Revision collaboratif: c’est ce qu’a choisi la société civile islandaise pour revoir sa Constitution. «Depuis avril, vingt-cinq conseillers issus de la société civile – avocat, journaliste, professeur d’économie, physicien, directeur de théâtre, pasteur, étudiant – sont chargés de superviser l’écriture de la
nouvelle Constitution islandaise», selon les journaux. «Les projets d’article sont publiés sur le site du gouvernement afin d’être commentés, critiqués, amendés par les internautes via les réseaux sociaux. Tous peuvent ainsi visualiser l’actuelle Constitution ou consulter le dernier brouillon et directement réagir sur la page Facebook, le compte Twitter ou la chaîne YouTube du »Conseil». Chacune des réunions est par ailleurs retransmise en direct et ouverte au public». Cela vous fait rêver ? Rêvez encore car voici la suite: «Cette nouvelle Constitution sera ensuite soumise à référendum afin de savoir si la majorité des Islandais l’accepte. Et, surtout, le Parlement islandais n’aura pas le droit de lui apporter la moindre modification.». Là, vous aurez compris, jusqu’à la douleur, que vous n’êtes pas islandais, que Bensalah n’est pas un volcan et que vous êtes à l’âge du caillou et que Dieu ne vous a même pas encore créés. En Algérie, la révision de la Constitution est menée par le Président lui-même, avec une commission à lui, sans vous et par des gens si vieux et si malades qu’ils peuvent transformer, par le toucher, un dentifrice en un anti-inflammatoire à force d’en user pour leurs os. Ici, chez vous, pays de vos ancêtres et de vos arrière-petits-enfants, vous n’avez pas le droit de participer à l’écriture de la loi fondamentale de votre pays, ni de donner votre avis, ni de savoir qui le fait. Le pays appartient au Président qui lui appartient à ceux qui l’ont ramené dans un avion. Cela ne vous plaît pas ? Réponse du Pouvoir: «Crevez ou partez». Le cercueil ou la valise comme autrefois.

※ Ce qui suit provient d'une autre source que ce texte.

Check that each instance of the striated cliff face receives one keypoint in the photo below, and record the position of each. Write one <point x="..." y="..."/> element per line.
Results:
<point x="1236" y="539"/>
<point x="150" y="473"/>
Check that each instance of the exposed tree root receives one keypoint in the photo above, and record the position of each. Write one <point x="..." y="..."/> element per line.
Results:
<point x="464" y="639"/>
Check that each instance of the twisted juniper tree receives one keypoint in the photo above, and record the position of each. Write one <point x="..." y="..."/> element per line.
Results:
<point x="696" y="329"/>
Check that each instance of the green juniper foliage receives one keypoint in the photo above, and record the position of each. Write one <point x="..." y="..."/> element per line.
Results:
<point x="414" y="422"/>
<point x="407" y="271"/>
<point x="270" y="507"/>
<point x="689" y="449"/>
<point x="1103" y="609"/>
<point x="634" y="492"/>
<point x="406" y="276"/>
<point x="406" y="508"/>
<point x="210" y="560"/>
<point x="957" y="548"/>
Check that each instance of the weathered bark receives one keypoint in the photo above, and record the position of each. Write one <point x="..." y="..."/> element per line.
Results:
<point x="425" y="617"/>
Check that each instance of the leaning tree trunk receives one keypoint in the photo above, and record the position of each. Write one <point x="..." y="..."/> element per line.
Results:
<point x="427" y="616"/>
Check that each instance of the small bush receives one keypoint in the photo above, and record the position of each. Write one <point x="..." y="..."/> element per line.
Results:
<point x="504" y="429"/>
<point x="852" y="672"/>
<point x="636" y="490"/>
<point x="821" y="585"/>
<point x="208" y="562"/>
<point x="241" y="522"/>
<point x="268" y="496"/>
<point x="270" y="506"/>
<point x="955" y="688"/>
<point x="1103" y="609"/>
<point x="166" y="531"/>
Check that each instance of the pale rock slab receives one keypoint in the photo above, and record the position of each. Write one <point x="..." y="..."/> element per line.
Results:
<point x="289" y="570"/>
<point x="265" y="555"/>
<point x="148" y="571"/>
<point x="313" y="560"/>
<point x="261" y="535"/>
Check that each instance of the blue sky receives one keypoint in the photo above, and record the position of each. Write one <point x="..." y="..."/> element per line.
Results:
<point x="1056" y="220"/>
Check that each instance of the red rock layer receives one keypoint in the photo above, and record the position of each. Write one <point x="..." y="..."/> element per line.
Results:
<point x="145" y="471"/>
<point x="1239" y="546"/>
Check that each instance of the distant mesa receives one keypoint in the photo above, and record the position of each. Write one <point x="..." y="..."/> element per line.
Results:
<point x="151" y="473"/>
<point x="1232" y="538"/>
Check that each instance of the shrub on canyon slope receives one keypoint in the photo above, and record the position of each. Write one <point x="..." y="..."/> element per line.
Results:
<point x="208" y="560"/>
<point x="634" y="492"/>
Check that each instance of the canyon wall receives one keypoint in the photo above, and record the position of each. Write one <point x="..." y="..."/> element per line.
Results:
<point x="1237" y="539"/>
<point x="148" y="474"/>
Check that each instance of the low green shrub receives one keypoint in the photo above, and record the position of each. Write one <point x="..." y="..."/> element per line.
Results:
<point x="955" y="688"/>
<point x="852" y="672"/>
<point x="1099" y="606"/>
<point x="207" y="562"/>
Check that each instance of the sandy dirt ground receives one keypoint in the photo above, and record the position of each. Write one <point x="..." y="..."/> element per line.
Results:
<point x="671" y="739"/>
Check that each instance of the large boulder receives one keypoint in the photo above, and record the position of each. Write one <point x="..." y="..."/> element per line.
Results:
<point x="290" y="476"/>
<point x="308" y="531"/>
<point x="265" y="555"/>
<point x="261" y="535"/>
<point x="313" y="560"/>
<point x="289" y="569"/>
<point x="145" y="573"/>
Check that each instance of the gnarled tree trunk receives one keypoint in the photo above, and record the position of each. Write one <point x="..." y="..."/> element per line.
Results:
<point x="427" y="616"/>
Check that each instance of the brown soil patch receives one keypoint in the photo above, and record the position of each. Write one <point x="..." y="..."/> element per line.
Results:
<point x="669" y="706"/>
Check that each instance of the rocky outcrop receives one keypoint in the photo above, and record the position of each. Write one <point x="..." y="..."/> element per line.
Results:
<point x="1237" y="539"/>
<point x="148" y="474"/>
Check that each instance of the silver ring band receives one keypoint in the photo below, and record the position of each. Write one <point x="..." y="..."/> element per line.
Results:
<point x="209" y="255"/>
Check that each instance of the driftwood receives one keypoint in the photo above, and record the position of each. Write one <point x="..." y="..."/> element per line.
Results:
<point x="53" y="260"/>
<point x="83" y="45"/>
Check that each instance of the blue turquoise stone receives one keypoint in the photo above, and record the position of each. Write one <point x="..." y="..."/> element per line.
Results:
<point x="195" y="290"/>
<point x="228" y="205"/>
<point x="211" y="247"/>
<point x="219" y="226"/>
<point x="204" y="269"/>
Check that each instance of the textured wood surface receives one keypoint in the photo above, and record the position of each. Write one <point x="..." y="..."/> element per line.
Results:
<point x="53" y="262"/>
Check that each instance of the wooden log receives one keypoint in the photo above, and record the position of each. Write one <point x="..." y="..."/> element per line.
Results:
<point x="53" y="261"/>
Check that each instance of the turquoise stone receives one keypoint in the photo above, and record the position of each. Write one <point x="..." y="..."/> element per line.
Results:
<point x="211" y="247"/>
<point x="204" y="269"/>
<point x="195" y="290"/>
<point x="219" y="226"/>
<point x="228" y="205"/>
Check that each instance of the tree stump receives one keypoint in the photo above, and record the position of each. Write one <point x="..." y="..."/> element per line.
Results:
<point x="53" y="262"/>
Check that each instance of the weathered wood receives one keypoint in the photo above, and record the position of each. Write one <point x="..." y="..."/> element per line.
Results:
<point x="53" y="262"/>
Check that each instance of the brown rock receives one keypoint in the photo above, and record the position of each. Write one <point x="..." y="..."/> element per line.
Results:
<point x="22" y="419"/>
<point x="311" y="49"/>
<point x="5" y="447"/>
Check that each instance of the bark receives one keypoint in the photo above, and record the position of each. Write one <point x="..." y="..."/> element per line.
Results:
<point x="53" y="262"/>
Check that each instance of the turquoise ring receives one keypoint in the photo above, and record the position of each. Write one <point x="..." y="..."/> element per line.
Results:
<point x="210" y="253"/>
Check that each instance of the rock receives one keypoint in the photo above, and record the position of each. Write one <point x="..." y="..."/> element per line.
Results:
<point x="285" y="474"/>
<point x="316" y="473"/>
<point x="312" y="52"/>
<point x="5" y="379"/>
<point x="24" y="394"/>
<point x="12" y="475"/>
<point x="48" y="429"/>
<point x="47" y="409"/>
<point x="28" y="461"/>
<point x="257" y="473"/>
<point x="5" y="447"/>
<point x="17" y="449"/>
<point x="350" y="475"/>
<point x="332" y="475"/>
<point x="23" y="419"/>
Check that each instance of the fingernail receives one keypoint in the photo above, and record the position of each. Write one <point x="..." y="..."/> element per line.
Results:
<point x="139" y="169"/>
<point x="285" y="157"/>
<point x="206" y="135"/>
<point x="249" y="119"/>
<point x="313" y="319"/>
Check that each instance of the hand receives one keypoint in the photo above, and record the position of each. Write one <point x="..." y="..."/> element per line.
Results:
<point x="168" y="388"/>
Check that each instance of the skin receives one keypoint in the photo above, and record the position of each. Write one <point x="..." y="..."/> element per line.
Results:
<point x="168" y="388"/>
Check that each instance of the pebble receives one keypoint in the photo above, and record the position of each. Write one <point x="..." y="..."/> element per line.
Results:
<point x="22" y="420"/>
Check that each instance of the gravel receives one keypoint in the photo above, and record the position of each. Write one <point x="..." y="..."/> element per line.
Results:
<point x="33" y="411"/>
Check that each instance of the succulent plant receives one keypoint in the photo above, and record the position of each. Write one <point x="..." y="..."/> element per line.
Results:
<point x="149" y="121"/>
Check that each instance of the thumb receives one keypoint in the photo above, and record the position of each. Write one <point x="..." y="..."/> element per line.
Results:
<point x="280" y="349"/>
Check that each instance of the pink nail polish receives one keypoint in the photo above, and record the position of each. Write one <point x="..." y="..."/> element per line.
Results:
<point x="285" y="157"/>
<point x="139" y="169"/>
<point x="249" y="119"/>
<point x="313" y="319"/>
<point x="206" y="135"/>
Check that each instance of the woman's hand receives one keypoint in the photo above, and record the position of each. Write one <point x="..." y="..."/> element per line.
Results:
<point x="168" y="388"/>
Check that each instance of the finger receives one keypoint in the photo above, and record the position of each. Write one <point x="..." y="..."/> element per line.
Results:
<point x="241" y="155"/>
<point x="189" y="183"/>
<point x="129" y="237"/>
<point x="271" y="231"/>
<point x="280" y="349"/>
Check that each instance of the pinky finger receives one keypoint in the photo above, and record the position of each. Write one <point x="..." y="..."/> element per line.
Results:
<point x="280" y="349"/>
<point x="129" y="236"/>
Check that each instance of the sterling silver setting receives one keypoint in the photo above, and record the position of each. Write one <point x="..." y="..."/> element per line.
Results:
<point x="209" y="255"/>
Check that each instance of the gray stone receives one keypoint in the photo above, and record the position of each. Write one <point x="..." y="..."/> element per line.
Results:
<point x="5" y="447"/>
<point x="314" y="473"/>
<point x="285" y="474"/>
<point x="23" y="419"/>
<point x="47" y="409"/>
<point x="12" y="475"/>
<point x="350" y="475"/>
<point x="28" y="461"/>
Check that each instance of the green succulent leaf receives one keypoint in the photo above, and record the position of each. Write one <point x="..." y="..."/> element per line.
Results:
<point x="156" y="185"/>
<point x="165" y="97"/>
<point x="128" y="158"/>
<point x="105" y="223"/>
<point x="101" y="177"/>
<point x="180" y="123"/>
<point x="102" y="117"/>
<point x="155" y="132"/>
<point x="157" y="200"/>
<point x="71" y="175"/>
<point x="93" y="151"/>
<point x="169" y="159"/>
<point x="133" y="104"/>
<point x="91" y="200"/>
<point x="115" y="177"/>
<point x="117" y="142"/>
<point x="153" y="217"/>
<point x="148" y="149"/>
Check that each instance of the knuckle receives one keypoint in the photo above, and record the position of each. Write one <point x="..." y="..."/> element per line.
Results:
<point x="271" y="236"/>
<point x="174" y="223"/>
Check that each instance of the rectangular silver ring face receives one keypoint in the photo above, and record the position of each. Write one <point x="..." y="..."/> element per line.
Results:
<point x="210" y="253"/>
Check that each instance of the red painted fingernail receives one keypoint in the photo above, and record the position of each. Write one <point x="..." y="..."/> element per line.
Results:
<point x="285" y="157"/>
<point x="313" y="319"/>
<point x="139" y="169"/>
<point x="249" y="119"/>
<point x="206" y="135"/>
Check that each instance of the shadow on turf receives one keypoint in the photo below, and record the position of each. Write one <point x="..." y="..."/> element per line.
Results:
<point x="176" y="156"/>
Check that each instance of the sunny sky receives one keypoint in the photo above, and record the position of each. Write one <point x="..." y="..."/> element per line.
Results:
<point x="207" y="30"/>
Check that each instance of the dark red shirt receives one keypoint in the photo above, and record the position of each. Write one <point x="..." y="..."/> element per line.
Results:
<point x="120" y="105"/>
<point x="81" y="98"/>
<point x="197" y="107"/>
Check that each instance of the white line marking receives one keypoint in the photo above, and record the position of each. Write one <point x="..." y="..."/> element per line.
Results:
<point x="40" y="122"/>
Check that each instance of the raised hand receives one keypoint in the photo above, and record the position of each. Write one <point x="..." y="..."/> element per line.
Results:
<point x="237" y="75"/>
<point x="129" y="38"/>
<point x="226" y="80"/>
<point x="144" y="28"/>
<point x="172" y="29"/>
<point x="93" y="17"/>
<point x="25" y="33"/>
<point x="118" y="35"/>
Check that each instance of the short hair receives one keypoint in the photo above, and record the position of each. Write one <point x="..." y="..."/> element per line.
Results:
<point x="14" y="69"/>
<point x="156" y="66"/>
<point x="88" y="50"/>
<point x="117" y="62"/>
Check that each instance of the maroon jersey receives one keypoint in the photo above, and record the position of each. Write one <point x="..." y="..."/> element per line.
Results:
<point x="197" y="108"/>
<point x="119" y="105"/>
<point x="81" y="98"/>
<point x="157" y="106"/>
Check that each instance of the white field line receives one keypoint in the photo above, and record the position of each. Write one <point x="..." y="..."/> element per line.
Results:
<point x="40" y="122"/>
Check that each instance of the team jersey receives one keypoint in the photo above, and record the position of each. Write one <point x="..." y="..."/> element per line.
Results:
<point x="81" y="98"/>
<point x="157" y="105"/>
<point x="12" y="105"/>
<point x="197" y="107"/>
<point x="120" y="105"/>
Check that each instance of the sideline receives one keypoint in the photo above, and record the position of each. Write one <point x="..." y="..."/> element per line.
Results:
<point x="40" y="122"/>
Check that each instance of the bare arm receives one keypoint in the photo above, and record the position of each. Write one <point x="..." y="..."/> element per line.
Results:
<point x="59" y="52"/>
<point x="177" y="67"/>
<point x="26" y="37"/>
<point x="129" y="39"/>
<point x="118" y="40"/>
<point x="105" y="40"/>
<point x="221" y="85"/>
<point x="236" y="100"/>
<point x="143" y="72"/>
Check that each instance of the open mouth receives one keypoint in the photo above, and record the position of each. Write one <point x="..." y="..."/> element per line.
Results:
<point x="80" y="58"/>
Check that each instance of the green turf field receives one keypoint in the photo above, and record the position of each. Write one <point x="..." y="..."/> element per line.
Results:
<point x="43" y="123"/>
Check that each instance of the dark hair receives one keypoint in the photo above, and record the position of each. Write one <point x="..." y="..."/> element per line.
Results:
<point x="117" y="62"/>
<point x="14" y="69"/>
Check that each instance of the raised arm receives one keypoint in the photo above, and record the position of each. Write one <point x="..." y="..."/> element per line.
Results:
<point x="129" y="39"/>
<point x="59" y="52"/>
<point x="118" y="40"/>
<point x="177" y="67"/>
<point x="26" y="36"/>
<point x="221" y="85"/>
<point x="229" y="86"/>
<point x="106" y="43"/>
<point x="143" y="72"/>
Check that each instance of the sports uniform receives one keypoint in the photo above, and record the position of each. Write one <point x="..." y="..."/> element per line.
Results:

Pourquoi ce rappel ? Parce qu’il s’agit de bien expliquer la dernière phrase d’Ouyahia lors d’une émission ENTV: les réformes politiques sont un geste du Pouvoir, pas un acte du peuple. Ouyahia a été d’ailleurs clair: ces réformes «constituent la troisième étape du processus de redressement en Algérie et non pas le résultat d’une crise ou de conjonctures internationales». Cette phrase, Belkhadem l’a prononcée avant lui et d’autres l’ont affirmée depuis quelques mois, y compris Bouteflika dans son fameux discours 3e âge. A comprendre que «on ne réforme pas parce que vous le demandez, mais parce que nous le désirons». On ne revoit pas le système parce que vous marchez dans la rue, parce que vous protestez ou parce que vous vous battez pour un pays meilleur, mais parce que c’est dans notre programme, avant vous, sans vous, et après vous. Dans presque tous les discours post-Benali, les actionnaires de la RAPD et leurs serviteurs prennent un soin particulier à nier à ce peuple son poids et sa taille et son visage et lui répondent qu’il n’existe pas et que ce n’est pas lui qui décide ou impose. C’est un leitmotiv très bien pensé pour que les Algériens ne cèdent pas à la «vanité» et ne concluent pas à leur force mais seulement à la magnanimité d’un Pouvoir qui continue de faire ce qu’il entend, selon son rythme et son agenda. Le but est de bien expliquer que le Pouvoir n’a pas de devoirs sauf ce qu’il entend comme étant un désir propre de sa personne. Le but est de nier aux Algériens la capacité de décider par eux-mêmes et de les ramener à leur statut d’indigènes que la chute de Benali ou le printemps arabe ont, un moment, suspendu. Le but est de bien expliquer qui est le maître et qui est le serf. Le but est de répondre à ceux qui disent que l’Algérie est aux Algériens et qui demandent qu’on les respecte. Le but est de bien rappeler que ce n’est pas vous qui décidez, votez ou imposez mais que c’est Eux. Le but est de vous rappeler que vous ne serez jamais des Islandais.